Since transverse waves propagate in a 'sawtooth' pattern along the tube wall, the amplitude of the 'pass wave' or 'clutter wave' was used to assess the effect of the microstructure on the ultrasonic testing results. The ultrasonic testing waveforms for titanium alloy seamless tubes with various microstructures are shown in Figure 9, and the effects of different microstructures on shear wave testing are summarized in Table 2.

Figure 8 Microstructure morphology of hot-rolled titanium alloy seamless tube

Based on the preceding analysis, the influence of equiaxed and bimodal microstructures on ultrasonic testing results is minimal. These microstructures exhibit reduced sound energy attenuation, lower noise levels, and a uniform, undistorted structure that facilitates sound wave propagation. In contrast, rolled lamellar microstructures feature distinct lamellar layers with varying orientations, and the α-phase is elongated. As a result, this leads to higher noise levels and greater sound energy attenuation. Therefore, in shear wave flaw detection of hot-rolled titanium alloy seamless tubes, noise level and 'pass wave' amplitude are critical parameters for evaluating microstructure morphology and uniformity.

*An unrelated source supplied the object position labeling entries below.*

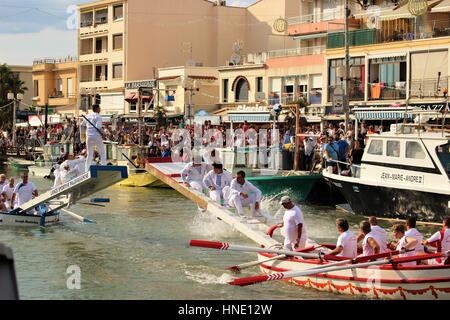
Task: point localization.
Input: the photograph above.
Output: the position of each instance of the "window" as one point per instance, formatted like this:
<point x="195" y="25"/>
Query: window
<point x="118" y="12"/>
<point x="118" y="42"/>
<point x="36" y="88"/>
<point x="376" y="147"/>
<point x="117" y="71"/>
<point x="69" y="87"/>
<point x="225" y="90"/>
<point x="393" y="149"/>
<point x="59" y="87"/>
<point x="414" y="150"/>
<point x="443" y="153"/>
<point x="259" y="84"/>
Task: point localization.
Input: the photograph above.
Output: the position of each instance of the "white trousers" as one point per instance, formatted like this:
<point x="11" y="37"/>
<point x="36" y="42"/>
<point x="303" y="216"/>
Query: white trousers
<point x="96" y="142"/>
<point x="216" y="196"/>
<point x="236" y="201"/>
<point x="196" y="185"/>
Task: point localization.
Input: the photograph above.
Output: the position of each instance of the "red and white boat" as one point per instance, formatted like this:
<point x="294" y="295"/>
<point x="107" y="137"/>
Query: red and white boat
<point x="391" y="281"/>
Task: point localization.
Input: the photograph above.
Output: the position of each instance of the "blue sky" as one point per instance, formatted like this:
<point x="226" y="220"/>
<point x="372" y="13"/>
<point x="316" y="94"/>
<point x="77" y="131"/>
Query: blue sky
<point x="32" y="29"/>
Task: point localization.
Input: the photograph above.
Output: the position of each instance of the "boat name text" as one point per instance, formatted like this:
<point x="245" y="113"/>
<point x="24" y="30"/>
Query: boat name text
<point x="402" y="177"/>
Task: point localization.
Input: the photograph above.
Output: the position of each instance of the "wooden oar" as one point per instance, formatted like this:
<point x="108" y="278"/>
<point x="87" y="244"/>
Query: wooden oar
<point x="293" y="274"/>
<point x="239" y="267"/>
<point x="227" y="246"/>
<point x="77" y="217"/>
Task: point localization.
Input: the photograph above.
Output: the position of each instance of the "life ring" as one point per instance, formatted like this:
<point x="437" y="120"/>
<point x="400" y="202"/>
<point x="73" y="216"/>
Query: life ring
<point x="272" y="230"/>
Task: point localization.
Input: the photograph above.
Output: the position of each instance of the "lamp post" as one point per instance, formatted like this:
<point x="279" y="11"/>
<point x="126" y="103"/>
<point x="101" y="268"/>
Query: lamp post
<point x="16" y="101"/>
<point x="347" y="67"/>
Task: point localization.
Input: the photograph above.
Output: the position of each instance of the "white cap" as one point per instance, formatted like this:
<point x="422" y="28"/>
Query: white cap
<point x="285" y="200"/>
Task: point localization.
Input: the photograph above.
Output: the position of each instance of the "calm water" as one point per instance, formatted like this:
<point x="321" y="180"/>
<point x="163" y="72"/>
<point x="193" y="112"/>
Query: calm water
<point x="138" y="250"/>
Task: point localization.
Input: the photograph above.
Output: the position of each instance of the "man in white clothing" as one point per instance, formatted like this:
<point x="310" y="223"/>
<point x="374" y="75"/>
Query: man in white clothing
<point x="193" y="174"/>
<point x="23" y="192"/>
<point x="347" y="245"/>
<point x="380" y="233"/>
<point x="441" y="240"/>
<point x="243" y="194"/>
<point x="293" y="225"/>
<point x="216" y="180"/>
<point x="411" y="231"/>
<point x="94" y="137"/>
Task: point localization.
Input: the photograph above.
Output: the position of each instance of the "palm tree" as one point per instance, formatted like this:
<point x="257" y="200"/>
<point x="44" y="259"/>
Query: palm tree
<point x="9" y="82"/>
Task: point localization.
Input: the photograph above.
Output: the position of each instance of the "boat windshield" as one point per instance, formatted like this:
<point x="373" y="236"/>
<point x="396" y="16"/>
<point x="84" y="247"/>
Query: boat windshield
<point x="443" y="153"/>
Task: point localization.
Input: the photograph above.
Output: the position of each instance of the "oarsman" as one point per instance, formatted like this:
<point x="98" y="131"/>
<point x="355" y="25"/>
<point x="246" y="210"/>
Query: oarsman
<point x="6" y="195"/>
<point x="216" y="180"/>
<point x="3" y="181"/>
<point x="441" y="240"/>
<point x="370" y="242"/>
<point x="380" y="233"/>
<point x="244" y="194"/>
<point x="294" y="230"/>
<point x="406" y="245"/>
<point x="411" y="231"/>
<point x="193" y="174"/>
<point x="23" y="192"/>
<point x="94" y="138"/>
<point x="347" y="244"/>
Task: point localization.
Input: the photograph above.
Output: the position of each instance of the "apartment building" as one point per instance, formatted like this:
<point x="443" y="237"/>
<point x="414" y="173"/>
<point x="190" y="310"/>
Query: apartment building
<point x="101" y="53"/>
<point x="398" y="60"/>
<point x="25" y="74"/>
<point x="55" y="84"/>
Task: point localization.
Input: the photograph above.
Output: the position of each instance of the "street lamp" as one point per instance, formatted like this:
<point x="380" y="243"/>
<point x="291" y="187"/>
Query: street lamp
<point x="16" y="101"/>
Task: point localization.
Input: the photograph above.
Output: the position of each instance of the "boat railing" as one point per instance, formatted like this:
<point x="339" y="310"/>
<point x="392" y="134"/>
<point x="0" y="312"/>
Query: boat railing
<point x="354" y="170"/>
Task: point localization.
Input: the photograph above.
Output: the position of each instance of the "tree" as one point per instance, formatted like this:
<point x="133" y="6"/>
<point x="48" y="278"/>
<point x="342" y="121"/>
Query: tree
<point x="9" y="82"/>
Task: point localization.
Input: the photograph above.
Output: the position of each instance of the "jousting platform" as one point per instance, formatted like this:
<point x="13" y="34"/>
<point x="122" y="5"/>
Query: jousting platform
<point x="254" y="228"/>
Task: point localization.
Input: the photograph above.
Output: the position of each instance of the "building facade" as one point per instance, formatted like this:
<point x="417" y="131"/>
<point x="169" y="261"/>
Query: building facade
<point x="55" y="84"/>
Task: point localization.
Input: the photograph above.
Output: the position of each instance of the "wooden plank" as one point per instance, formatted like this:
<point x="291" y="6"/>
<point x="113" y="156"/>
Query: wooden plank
<point x="177" y="186"/>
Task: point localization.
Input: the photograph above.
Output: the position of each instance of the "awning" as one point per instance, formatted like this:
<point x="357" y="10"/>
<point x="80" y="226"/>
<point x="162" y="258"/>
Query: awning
<point x="390" y="113"/>
<point x="387" y="55"/>
<point x="132" y="96"/>
<point x="249" y="117"/>
<point x="444" y="6"/>
<point x="310" y="36"/>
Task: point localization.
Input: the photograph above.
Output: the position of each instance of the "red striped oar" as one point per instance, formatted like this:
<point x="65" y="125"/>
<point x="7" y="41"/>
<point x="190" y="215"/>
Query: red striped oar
<point x="293" y="274"/>
<point x="232" y="247"/>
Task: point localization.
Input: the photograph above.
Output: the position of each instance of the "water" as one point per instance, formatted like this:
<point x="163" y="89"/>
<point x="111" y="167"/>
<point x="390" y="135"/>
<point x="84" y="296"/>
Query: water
<point x="138" y="249"/>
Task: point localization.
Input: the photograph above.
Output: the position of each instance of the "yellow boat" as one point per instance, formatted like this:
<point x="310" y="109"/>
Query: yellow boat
<point x="141" y="178"/>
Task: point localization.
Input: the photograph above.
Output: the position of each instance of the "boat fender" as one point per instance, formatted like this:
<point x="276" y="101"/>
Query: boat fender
<point x="272" y="230"/>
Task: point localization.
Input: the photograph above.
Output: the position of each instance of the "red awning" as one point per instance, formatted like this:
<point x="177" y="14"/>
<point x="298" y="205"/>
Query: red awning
<point x="132" y="96"/>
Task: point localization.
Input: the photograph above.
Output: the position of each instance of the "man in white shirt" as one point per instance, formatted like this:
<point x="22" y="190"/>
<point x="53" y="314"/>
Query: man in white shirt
<point x="193" y="174"/>
<point x="411" y="231"/>
<point x="94" y="137"/>
<point x="380" y="233"/>
<point x="293" y="225"/>
<point x="370" y="243"/>
<point x="244" y="194"/>
<point x="347" y="244"/>
<point x="5" y="195"/>
<point x="23" y="192"/>
<point x="216" y="180"/>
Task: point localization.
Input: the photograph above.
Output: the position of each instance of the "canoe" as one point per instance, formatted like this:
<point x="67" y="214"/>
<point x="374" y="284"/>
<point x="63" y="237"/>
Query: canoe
<point x="26" y="220"/>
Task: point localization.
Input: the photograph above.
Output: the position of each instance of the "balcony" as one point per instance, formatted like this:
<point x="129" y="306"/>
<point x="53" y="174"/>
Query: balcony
<point x="429" y="88"/>
<point x="431" y="30"/>
<point x="356" y="92"/>
<point x="61" y="100"/>
<point x="296" y="52"/>
<point x="387" y="91"/>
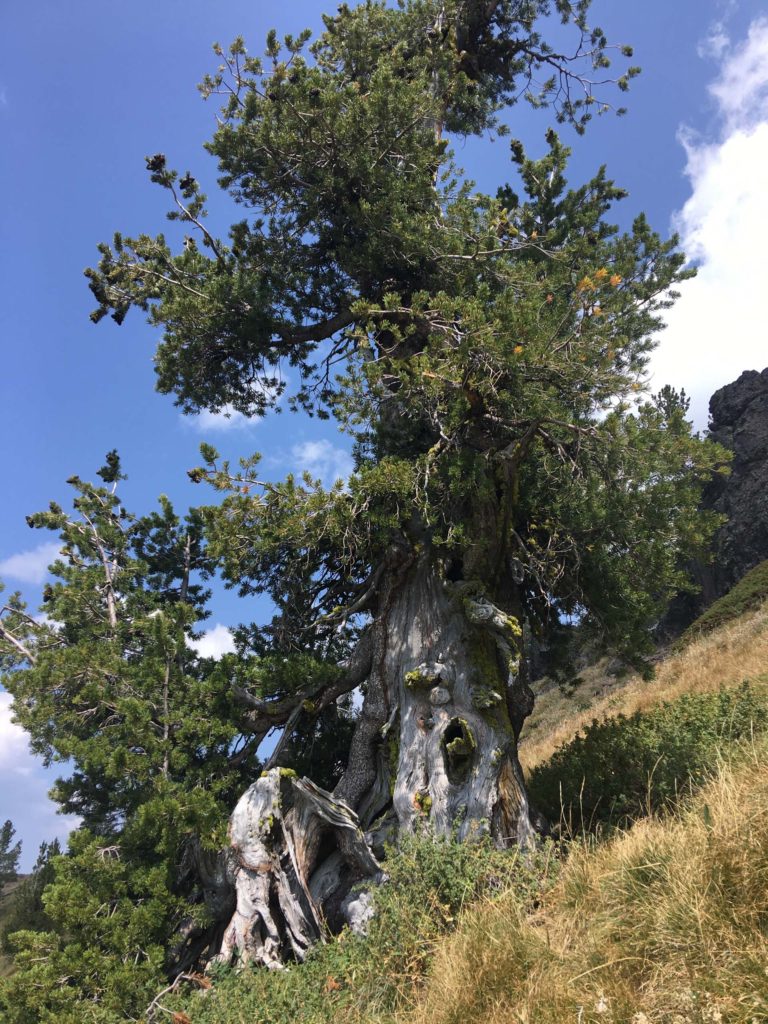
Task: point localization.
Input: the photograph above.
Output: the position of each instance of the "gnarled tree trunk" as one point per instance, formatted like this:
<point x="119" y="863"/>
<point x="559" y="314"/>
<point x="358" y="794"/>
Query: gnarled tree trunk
<point x="435" y="745"/>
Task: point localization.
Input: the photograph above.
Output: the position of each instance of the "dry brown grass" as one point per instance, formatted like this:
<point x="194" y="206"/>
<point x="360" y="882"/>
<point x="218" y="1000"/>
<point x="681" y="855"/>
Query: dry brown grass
<point x="735" y="652"/>
<point x="664" y="925"/>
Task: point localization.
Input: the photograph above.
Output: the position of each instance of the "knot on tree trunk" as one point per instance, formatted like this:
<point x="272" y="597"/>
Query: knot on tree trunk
<point x="298" y="852"/>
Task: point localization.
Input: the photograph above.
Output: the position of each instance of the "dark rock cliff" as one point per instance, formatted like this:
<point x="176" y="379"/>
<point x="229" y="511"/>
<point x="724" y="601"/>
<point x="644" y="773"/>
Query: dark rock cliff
<point x="738" y="420"/>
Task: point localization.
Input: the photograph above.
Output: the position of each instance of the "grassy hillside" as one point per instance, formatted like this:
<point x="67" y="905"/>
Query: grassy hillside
<point x="664" y="923"/>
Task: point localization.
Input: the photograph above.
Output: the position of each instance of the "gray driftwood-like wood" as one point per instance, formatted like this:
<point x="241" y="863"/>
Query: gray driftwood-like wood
<point x="285" y="885"/>
<point x="435" y="745"/>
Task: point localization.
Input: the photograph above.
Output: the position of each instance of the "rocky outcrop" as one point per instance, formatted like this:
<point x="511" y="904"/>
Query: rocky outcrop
<point x="738" y="420"/>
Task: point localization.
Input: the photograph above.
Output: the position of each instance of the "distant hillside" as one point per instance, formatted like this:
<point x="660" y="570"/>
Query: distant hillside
<point x="659" y="924"/>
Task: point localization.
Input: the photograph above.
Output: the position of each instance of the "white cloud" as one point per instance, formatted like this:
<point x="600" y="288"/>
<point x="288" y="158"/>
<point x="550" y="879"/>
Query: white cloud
<point x="323" y="460"/>
<point x="31" y="566"/>
<point x="716" y="330"/>
<point x="214" y="643"/>
<point x="226" y="419"/>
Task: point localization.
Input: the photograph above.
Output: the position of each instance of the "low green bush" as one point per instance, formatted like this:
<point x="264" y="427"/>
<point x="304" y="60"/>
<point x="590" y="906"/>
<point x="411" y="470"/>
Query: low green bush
<point x="353" y="979"/>
<point x="624" y="767"/>
<point x="749" y="593"/>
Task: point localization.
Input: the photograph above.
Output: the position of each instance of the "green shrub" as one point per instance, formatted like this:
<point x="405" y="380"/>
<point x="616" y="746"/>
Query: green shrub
<point x="354" y="979"/>
<point x="750" y="592"/>
<point x="623" y="767"/>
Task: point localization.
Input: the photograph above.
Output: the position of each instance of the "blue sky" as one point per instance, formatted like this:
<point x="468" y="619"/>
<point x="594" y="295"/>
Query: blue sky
<point x="87" y="89"/>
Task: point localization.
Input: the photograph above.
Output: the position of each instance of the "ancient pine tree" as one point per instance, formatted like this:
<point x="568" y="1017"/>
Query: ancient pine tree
<point x="486" y="354"/>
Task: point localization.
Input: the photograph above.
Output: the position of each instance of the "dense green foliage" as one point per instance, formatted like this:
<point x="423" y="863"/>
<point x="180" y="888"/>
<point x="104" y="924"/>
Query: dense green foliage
<point x="624" y="767"/>
<point x="107" y="682"/>
<point x="749" y="593"/>
<point x="25" y="909"/>
<point x="486" y="352"/>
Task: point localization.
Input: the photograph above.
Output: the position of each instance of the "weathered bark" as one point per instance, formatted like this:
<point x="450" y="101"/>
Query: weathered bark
<point x="285" y="882"/>
<point x="451" y="658"/>
<point x="435" y="745"/>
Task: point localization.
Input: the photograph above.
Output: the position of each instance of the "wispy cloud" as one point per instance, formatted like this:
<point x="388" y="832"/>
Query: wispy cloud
<point x="15" y="758"/>
<point x="323" y="460"/>
<point x="24" y="796"/>
<point x="214" y="642"/>
<point x="225" y="420"/>
<point x="716" y="331"/>
<point x="31" y="566"/>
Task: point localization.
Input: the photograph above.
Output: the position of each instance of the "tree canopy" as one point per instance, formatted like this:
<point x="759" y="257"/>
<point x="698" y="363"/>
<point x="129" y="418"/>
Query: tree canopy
<point x="486" y="354"/>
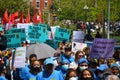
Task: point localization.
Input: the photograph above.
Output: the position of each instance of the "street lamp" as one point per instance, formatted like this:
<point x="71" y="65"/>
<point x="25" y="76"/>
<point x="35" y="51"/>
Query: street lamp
<point x="85" y="8"/>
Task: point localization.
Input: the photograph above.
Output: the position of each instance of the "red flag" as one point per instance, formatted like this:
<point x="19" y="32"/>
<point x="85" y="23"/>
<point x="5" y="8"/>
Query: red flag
<point x="27" y="20"/>
<point x="11" y="18"/>
<point x="21" y="18"/>
<point x="5" y="17"/>
<point x="34" y="18"/>
<point x="40" y="19"/>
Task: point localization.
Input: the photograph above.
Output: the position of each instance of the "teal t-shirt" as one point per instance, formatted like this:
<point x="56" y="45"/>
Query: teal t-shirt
<point x="45" y="76"/>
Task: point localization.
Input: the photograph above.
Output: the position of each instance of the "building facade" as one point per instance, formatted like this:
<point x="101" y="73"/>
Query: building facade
<point x="44" y="7"/>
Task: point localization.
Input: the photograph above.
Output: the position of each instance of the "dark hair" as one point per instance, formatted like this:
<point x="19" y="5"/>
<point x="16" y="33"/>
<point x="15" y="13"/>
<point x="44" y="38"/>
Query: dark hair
<point x="2" y="68"/>
<point x="68" y="72"/>
<point x="32" y="55"/>
<point x="81" y="76"/>
<point x="32" y="70"/>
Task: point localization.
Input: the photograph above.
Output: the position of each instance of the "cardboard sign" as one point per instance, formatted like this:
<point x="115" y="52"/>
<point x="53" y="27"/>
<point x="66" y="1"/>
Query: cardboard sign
<point x="13" y="40"/>
<point x="37" y="34"/>
<point x="62" y="34"/>
<point x="52" y="43"/>
<point x="18" y="31"/>
<point x="102" y="48"/>
<point x="78" y="46"/>
<point x="19" y="61"/>
<point x="78" y="36"/>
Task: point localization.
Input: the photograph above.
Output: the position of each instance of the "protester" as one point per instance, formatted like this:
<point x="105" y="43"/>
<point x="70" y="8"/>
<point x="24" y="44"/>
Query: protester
<point x="112" y="77"/>
<point x="3" y="40"/>
<point x="71" y="75"/>
<point x="82" y="64"/>
<point x="26" y="70"/>
<point x="35" y="68"/>
<point x="88" y="36"/>
<point x="2" y="71"/>
<point x="68" y="55"/>
<point x="115" y="69"/>
<point x="98" y="35"/>
<point x="79" y="54"/>
<point x="86" y="75"/>
<point x="93" y="65"/>
<point x="49" y="73"/>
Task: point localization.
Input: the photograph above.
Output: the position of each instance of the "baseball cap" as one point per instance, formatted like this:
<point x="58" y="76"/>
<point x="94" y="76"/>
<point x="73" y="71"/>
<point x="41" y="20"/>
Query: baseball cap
<point x="49" y="61"/>
<point x="82" y="60"/>
<point x="1" y="29"/>
<point x="114" y="65"/>
<point x="103" y="67"/>
<point x="67" y="48"/>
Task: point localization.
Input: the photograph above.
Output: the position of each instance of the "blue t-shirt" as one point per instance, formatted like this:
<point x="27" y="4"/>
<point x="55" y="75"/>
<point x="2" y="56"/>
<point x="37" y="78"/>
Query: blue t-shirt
<point x="45" y="76"/>
<point x="2" y="78"/>
<point x="68" y="59"/>
<point x="25" y="71"/>
<point x="30" y="76"/>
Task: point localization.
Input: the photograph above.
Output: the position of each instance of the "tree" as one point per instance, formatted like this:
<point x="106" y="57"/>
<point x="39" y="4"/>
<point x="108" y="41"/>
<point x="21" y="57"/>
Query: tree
<point x="73" y="9"/>
<point x="14" y="5"/>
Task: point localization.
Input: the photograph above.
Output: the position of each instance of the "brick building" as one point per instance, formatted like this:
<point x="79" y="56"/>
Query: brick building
<point x="44" y="6"/>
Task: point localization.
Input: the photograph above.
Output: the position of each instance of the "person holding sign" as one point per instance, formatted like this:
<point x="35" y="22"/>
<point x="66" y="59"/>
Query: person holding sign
<point x="49" y="73"/>
<point x="34" y="70"/>
<point x="3" y="40"/>
<point x="26" y="70"/>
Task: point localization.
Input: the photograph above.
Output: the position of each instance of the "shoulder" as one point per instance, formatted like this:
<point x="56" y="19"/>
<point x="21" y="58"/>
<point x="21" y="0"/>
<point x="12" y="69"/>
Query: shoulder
<point x="2" y="78"/>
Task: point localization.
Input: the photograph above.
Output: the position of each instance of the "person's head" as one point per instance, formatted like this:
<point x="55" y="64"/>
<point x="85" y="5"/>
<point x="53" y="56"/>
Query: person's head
<point x="78" y="55"/>
<point x="112" y="77"/>
<point x="32" y="58"/>
<point x="115" y="68"/>
<point x="35" y="67"/>
<point x="1" y="31"/>
<point x="68" y="51"/>
<point x="71" y="75"/>
<point x="49" y="65"/>
<point x="86" y="75"/>
<point x="82" y="64"/>
<point x="2" y="69"/>
<point x="93" y="65"/>
<point x="65" y="65"/>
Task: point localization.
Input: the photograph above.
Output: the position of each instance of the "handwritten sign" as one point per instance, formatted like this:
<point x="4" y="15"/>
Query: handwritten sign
<point x="37" y="33"/>
<point x="18" y="31"/>
<point x="102" y="48"/>
<point x="13" y="40"/>
<point x="62" y="34"/>
<point x="78" y="46"/>
<point x="78" y="36"/>
<point x="20" y="54"/>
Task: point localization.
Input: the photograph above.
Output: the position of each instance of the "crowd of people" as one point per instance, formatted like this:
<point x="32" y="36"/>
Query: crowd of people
<point x="64" y="65"/>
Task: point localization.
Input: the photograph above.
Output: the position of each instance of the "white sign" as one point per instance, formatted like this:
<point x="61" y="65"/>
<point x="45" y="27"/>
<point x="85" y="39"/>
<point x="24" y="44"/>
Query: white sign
<point x="20" y="54"/>
<point x="78" y="46"/>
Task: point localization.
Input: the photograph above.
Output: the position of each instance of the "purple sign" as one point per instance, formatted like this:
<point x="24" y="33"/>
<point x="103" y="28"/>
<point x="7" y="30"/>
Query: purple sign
<point x="102" y="48"/>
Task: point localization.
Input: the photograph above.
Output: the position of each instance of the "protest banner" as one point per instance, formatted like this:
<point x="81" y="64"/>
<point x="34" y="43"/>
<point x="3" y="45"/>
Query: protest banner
<point x="62" y="34"/>
<point x="78" y="46"/>
<point x="102" y="48"/>
<point x="13" y="40"/>
<point x="52" y="43"/>
<point x="19" y="60"/>
<point x="25" y="26"/>
<point x="18" y="31"/>
<point x="37" y="34"/>
<point x="78" y="36"/>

Table 2 Effect of different structures of titanium alloy seamless tube on shear wave detection

(a) Lamellar tissue (b) Isometric tissue (c) Bimodal tissue

Figure 9 Ultrasonic testing "through wave" waveform of titanium alloy seamless pipe with different microstructures

4. Conclusion

• The fundamentals of ultrasonic testing for hot-rolled titanium alloy seamless tubes are similar to those for conventional carbon steel seamless tubes. However, the surface condition and microstructure of titanium alloy tubes significantly affect the ultrasonic testing results. Therefore, when performing ultrasonic testing on these tubes, the comparison sample must match the heat treatment condition of the test sample.
• The surface condition of hot-rolled titanium alloy seamless tubes is a key factor influencing ultrasonic testing results, particularly defects such as inner wall rolling grooves. These defects can cause higher noise levels, reduced sensitivity, difficulty distinguishing between noise and defect signals, increased false alarms, and may even prevent the automatic ultrasonic testing equipment from detecting defects. In such cases, manual ultrasonic testing using the contact method may be required.
• The microstructure of hot-rolled titanium alloy seamless tubes is another significant factor affecting ultrasonic testing results. The equiaxed and bimodal microstructures have a minimal impact. However, ultrasonic testing of tubes with a rolled lamellar structure results in higher noise levels and greater sound energy attenuation. Therefore, for transverse wave flaw detection, the microstructure’s morphology and uniformity can be assessed by examining the noise level or 'through wave' amplitude.
• During the production of titanium alloy seamless tubes via the hot rolling process, addressing rolling groove defects on the inner wall is essential. Subsequently, the tube should be heat-treated to form either an equiaxed or bimodal microstructure, both of which are more favorable for accurate ultrasonic testing.